Spécial Marche verte

Les enfants sont-ils exploités par la publicité ?

De plus en plus de régies publicitaires et d’agences de casting font appel aux enfants pour apparaître dans des spots publicitaires, ce qui n'est pas du goût de la Fédération marocaine des droits des consommateurs qui trouve que cela rentre dans le cadre du travail des mineurs.

La publicité fait très souvent appel aux enfants.

02 Août 2014 À 15:56

L’utilisation des enfants dans la publicité est rentable partout dans le monde. En effet, les plus petits sont devenus de véritables vendeurs de marques de produits. C’est ce qui pousse les régies publicitaires et les agences de casting à faire de plus en plus appel à eux pour des spots publicitaires. Résultat : il ne se passe pas une journée sans qu’on voie des bambins partout dans les différents supports médias : télévision, panneaux d’affichage, dépliants, presse écrite, magazine et même sur Internet.

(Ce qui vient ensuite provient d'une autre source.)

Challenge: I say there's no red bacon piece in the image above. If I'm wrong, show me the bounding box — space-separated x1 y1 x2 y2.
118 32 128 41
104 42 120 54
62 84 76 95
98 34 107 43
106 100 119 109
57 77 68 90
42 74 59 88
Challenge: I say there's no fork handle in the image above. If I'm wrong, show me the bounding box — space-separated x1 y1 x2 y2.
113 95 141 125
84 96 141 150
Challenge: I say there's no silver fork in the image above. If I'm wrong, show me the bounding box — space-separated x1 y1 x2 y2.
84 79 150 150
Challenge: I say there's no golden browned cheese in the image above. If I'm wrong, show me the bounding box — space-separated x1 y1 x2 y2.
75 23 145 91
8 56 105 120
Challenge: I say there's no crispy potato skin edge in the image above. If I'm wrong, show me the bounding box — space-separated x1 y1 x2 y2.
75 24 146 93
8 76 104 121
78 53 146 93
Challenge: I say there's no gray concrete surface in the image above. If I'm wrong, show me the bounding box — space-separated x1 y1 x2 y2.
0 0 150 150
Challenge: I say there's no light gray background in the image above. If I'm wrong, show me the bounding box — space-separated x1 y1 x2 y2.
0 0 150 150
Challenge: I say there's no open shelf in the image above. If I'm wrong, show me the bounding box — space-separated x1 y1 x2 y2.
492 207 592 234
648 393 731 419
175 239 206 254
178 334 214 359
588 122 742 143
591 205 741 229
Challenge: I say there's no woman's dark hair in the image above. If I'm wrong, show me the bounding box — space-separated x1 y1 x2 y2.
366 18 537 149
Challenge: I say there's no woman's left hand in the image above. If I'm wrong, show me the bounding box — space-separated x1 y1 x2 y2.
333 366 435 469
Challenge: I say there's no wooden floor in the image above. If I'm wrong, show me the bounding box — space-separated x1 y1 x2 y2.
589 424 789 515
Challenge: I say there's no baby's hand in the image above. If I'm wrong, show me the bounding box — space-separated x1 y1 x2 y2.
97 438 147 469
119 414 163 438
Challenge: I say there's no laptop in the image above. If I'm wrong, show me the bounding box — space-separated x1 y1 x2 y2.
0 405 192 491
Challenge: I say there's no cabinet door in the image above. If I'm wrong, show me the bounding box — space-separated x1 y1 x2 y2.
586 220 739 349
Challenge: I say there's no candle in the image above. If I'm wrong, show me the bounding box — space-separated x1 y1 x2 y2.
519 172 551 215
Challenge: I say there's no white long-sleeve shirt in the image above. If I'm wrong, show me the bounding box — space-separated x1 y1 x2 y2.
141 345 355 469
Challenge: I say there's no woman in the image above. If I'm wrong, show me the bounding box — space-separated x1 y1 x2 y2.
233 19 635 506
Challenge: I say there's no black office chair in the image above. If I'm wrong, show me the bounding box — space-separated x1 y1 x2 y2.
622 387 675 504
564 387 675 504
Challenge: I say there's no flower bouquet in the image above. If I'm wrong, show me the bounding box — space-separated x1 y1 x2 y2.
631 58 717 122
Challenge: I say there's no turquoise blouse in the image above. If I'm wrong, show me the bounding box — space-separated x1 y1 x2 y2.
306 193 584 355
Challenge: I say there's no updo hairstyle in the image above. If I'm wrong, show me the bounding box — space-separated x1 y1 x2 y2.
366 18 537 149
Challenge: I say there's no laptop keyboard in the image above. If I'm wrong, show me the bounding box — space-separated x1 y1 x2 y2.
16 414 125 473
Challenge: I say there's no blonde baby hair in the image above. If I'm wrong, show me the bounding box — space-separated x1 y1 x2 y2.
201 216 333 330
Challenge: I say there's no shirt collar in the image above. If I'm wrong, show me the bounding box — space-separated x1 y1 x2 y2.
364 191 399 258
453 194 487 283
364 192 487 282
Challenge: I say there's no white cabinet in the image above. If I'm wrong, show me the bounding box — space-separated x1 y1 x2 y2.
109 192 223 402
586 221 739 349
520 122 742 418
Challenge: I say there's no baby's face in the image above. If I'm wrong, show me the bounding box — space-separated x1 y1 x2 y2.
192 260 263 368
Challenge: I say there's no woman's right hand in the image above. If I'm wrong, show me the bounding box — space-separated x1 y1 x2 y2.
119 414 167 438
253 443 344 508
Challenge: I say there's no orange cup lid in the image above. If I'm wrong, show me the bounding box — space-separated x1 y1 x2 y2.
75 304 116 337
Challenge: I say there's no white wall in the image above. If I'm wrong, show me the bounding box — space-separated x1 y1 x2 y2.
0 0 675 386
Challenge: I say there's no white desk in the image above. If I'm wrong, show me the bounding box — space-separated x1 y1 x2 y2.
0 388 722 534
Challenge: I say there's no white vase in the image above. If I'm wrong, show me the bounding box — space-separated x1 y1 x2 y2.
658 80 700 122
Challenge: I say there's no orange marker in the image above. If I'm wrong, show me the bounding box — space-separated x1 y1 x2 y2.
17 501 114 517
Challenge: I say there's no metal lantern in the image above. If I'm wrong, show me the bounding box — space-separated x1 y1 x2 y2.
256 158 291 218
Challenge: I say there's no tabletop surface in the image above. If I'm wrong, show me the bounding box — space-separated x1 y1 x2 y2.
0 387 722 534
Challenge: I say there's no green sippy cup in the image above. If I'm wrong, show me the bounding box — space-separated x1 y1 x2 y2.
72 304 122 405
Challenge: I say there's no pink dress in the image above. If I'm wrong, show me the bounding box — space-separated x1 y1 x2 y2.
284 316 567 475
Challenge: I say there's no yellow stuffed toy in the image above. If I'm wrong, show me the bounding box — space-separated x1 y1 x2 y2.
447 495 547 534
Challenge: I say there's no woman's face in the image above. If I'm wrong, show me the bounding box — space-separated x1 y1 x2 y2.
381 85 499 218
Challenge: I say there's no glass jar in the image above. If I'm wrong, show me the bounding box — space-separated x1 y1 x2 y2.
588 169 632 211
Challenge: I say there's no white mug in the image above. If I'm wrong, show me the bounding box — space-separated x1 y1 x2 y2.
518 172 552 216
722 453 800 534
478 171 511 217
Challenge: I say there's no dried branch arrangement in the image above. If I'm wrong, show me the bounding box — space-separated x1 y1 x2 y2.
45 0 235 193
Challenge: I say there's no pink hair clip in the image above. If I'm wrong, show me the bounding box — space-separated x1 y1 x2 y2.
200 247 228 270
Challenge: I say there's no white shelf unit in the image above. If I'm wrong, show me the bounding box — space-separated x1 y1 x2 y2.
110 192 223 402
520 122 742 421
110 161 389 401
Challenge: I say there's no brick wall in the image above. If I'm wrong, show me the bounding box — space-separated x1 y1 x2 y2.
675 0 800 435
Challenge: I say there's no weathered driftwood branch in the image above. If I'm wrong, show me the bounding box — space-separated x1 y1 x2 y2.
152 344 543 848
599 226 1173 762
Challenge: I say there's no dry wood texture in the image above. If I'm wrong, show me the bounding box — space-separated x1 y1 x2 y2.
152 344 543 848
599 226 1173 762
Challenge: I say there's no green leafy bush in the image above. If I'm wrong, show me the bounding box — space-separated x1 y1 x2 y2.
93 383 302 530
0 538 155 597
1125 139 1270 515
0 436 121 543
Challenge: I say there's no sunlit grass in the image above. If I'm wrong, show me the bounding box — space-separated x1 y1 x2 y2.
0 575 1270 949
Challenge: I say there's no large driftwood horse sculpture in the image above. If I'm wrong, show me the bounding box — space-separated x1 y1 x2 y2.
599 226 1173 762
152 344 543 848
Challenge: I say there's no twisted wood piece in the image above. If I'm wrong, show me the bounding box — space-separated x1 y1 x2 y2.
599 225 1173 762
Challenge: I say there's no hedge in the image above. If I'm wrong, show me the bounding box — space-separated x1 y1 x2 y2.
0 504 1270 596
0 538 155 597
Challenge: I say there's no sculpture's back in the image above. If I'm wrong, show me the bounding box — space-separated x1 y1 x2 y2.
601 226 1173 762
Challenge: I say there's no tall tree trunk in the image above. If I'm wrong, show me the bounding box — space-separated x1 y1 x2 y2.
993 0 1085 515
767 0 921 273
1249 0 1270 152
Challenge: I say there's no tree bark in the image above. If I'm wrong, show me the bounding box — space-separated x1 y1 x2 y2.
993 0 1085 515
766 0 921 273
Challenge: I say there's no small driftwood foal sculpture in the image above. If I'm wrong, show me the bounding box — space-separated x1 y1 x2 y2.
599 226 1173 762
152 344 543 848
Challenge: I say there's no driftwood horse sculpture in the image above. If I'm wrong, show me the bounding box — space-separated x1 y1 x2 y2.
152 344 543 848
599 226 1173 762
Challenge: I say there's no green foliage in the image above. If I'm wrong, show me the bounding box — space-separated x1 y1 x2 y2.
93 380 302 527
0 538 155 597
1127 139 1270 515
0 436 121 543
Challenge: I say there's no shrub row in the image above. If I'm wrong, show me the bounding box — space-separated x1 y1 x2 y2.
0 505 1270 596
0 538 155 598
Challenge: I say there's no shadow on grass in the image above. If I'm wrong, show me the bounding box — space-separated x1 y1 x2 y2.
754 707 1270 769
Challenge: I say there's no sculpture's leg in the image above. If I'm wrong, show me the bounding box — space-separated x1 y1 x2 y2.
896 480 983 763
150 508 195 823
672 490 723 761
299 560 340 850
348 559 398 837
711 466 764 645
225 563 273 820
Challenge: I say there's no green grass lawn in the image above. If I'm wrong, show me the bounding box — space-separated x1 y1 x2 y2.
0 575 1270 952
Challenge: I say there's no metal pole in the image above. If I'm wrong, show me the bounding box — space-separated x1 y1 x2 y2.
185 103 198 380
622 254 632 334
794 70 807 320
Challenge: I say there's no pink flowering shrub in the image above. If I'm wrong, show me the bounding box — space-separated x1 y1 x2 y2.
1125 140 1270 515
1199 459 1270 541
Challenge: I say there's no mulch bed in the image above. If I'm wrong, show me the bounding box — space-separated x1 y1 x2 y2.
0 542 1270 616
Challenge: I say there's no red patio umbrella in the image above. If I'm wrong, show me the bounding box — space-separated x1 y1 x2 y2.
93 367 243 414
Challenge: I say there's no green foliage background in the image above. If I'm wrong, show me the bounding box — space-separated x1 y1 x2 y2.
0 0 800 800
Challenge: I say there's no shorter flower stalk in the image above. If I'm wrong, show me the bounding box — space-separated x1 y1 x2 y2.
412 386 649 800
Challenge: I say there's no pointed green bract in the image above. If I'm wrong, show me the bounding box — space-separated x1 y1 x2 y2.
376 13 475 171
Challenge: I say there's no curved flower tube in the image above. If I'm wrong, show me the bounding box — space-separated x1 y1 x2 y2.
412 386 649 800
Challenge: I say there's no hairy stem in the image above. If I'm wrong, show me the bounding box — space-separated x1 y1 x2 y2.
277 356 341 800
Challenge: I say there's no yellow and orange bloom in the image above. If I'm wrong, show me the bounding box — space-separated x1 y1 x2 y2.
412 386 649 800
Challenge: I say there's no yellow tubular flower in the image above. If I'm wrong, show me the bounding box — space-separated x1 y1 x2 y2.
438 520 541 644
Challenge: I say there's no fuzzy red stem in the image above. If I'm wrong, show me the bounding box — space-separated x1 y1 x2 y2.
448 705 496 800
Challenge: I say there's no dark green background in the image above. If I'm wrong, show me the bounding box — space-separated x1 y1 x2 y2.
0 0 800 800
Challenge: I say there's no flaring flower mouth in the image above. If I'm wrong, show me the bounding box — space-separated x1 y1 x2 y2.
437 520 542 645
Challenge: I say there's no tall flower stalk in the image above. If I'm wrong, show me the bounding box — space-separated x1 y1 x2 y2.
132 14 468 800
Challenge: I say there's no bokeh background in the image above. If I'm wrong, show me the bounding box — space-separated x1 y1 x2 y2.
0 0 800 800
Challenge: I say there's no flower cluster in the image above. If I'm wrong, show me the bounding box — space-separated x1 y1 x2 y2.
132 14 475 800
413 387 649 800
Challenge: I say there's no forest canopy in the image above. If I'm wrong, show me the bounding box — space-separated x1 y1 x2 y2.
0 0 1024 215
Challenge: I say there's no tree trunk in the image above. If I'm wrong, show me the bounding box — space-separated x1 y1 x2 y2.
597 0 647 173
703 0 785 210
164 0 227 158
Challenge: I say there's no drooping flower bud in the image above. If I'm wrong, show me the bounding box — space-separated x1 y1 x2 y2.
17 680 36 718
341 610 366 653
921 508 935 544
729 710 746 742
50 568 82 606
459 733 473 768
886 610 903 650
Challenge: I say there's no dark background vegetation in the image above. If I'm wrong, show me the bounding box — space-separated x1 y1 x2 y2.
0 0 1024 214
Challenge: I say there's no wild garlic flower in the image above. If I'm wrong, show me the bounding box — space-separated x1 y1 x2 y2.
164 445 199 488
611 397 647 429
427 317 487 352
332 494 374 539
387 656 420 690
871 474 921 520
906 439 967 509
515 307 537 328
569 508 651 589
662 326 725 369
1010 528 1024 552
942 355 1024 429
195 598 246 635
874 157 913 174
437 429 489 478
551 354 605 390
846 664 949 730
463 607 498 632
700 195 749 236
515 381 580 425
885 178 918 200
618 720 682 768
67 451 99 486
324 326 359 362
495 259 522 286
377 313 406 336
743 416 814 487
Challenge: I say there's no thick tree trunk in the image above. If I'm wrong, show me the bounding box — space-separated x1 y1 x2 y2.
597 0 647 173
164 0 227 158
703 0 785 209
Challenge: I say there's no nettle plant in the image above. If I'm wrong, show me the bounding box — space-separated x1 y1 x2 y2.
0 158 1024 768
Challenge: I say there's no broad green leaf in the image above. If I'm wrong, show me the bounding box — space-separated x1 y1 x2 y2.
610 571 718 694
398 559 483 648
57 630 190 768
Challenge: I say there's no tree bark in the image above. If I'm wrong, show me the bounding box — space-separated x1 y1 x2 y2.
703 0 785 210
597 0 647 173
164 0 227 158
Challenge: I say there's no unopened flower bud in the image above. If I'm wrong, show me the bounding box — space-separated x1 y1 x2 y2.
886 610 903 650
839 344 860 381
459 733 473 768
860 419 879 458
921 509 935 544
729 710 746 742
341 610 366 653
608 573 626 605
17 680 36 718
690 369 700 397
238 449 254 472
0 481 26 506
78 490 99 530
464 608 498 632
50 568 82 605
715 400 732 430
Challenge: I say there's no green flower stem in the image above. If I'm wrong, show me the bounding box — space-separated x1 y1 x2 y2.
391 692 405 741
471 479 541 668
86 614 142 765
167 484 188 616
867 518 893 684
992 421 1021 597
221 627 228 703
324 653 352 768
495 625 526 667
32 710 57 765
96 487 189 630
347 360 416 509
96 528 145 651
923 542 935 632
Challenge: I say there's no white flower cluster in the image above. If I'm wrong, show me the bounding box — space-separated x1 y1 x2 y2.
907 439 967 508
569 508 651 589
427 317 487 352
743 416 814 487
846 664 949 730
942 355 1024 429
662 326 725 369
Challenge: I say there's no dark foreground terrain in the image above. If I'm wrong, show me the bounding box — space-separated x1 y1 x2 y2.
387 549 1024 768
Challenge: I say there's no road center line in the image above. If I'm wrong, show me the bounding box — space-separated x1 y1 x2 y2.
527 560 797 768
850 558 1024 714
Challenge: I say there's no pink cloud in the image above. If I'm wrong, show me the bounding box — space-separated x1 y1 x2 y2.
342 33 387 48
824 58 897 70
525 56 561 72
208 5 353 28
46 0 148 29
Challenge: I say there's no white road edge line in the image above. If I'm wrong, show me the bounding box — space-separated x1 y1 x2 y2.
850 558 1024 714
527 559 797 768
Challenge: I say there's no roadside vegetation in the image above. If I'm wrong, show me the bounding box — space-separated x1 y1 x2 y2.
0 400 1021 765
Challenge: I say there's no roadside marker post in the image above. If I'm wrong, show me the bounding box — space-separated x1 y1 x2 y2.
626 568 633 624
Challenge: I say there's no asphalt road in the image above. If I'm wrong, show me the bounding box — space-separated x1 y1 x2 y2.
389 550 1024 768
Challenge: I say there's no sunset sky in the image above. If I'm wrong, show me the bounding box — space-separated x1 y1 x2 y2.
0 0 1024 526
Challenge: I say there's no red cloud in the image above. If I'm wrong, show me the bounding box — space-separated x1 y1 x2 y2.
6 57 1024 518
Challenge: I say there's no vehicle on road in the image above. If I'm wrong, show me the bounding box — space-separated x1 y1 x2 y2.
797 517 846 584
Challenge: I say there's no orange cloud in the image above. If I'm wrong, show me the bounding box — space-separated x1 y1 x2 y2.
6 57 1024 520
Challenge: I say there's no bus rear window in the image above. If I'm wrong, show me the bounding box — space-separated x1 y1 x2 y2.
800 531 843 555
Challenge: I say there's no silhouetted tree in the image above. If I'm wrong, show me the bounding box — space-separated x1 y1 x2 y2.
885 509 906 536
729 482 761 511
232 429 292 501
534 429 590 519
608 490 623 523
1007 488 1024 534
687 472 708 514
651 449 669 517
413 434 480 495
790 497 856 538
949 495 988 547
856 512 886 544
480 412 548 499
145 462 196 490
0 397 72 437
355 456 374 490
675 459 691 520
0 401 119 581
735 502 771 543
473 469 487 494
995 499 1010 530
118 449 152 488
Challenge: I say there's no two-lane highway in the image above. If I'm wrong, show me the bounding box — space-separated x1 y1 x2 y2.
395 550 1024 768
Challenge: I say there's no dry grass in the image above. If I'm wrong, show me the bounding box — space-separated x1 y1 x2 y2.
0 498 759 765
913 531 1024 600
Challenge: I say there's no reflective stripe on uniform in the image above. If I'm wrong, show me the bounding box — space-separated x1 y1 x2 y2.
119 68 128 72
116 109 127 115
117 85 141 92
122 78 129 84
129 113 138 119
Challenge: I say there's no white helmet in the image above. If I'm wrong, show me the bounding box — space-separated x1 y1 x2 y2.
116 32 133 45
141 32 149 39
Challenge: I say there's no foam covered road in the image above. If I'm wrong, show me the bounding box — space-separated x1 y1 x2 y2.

Dès leur plus jeune âge, ces enfants sont mis sous les feux des projecteurs et des caméras pour tourner des publicités pour des produits destinés aux enfants, mais aussi des publicités pour d’autres produits qui n’ont aucune relation avec les enfants, comme les agences de voyages, les banques, etc., l’apparition de l’enfant exprimant dans ce cas l’entente familiale.

Bien que le fait de voir un enfant apparaitre dans un spot publicitaire soit devenu normal et n’ait rien de choquant, certains considèrent que cela rentre dans le cadre du travail des mineurs où on utilise l’enfant comme un objet et on se sert de lui, de son image, de ses stéréotypes pour attirer les consommateurs. C’est le cas de la Fédération marocaine des droits des consommateurs (FMDC) qui déplore «l’exploitation» des enfants dans ce domaine. «En ratifiant les conventions internationales et en consacrant l’interdiction du travail des enfants de moins de 15 ans, le Maroc avait franchi législativement la frontière lui permettant de figurer sur la liste des pays défendant et respectant les droits des enfants. Mais entre la promulgation d’un texte et son application réelle, il y a une grande faille due à l’analphabétisme et à la recherche rapide du gain. C’est ce dernier objectif qui motive l’utilisation des enfants de moins de 15 ans dans les différents spots publicitaires des sociétés de publicité. D’abord, par l’exploitation de l’amour filial et la faiblesse de la population jeune cible, l’objectif in fine est d'amener à la consommation des produits ou des services proposés», fustige Kherrati Bouazza, président de la FMDC. Et de poursuivre : «La loi marocaine n’a pas prévu la classification des travaux à effectuer par les enfants de moins de 15 ans. Le travail des mineurs est interdit quelle que soit sa nature. Il faut appliquer la loi fermement, surtout pour les entreprises de publicité qui disposent de cadres très performants et de moyens financiers exorbitants. Il faut également mener des campagnes de sensibilisation pour que la population soit consciente et y participe».

De son côté, Mohamed Seggam, avocat, assure qu’il n’y a aucun mal à ce que les enfants apparaissent dans des spots publicitaires, sur le plan juridique. «Le travail des enfants dans la publicité ne peut pas être considéré comme les autres formes de travail. Les spots publicitaires rentrent dans le cadre de la participation ponctuelle. Ces enfants n’ont pas la qualité de salariés, donc ils ne sont pas concernés par le Code du travail. De plus, leur passage dans la publicité passe d’abord par l’accord des parents ou du tuteur. Donc, il n’y a aucune loi qui empêche les enfants de tourner des pubs», explique-t-il.

En général, ce sont les parents souhaitant voir leurs enfants à la télévision ou sur des affiches publicitaires qui contactent les agences pour passer le casting. «Beaucoup de parents nous contactent pour inscrire leurs enfants dans les castings dans l’espoir d’être sélectionnés pour jouer dans une publicité. Seuls quelques-uns, les plus mignons, mais surtout les plus éveillés et les plus confiants, sont choisis pour jouer dans les spots de publicité. Après sélection, un contrat est conclu entre la maison de production et les parents», explique Bouchra, directrice d’une agence publicitaire. «Il y a certaines conditions de travail des enfants dans la publicité qu’il faut absolument respecter. Il s’agit d’abord des horaires. Les enfants ne doivent pas tourner par exemple pendant les heures d’école. Aussi, ce n’est pas la peine de les faire venir sur le plateau de tournage pendant les préparatifs. Ils ne doivent être là qu’au moment du tournage à des durées bien précises, en fonction de leur âge. La présence d’un pédiatre est également obligatoire sur le plateau de tournage. Malheureusement, ces règles ne sont pas respectées par tout le monde», ajoute-t-elle.